Summary: implement Link: header
Product: WebKit Reporter: Gavin Peters <gavinp>
Component: DOMAssignee: Nobody <webkit-unassigned>
Status: UNCONFIRMED ---    
Severity: Normal CC: abarth, ap, front.end.developing, gavinp, jerome, mathias, me, miket, mike, nickshanks
Priority: P2    
Version: 528+ (Nightly build)   
Hardware: PC   
OS: OS X 10.5   
See Also: https://bugs.webkit.org/show_bug.cgi?id=194539
Bug Depends on: 102936, 51941, 57842    
Bug Blocks: 20018    

Description Gavin Peters 2011-01-05 11:43:52 PST
RFC 5988 re-introduces the Link: header, last seen in RFC 2068 (and not RFC 2616!).

The Link header has lots of uses; one less-confusing such use is to use it for rel=prefetch, and rel=subresource allowing server side indication of important resources in advance of a document parse.

Implement the link header.
Comment 1 Alexey Proskuryakov 2011-01-07 12:27:04 PST
I'm wondering what the difference between link=prefetch and link=subresource is. I couldn't find the latter documented anywhere.
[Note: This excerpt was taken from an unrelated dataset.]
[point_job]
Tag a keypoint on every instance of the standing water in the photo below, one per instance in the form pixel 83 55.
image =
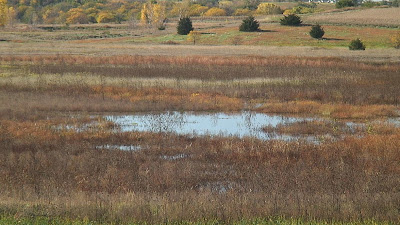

Is this the same as prefetch, but delaying load event?
Comment 2 Adam Barth 2011-01-07 12:32:55 PST
> I'm wondering what the difference between link=prefetch and link=subresource is. I couldn't find the latter documented anywhere.

I believe prefetch is a low priority load (so it waits until all the other resources for the page are loaded before clogging up the network) whereas subresource is a high priority load that tries to load the resource in time before its needed by the same page.
Comment 3 Gavin Peters 2011-01-13 11:45:05 PST
To be clear about my first comment, I think the initial implementation of the Link header should shy away from rel types that mutate or affect data; so let's stick with rel=prefetch, rel=subresource, rel=dns-prefetch and possibly rel=icon.
Comment 4 Mathias Bynens 2011-05-16 00:41:49 PDT
Test cases: http://greenbytes.de/tech/tc/httplink/
Comment 5 Pinal 2014-11-24 00:26:48 PST
What is the state of this bug? We have implemented Link header for mobile and I was disappoint why nobody implement it well.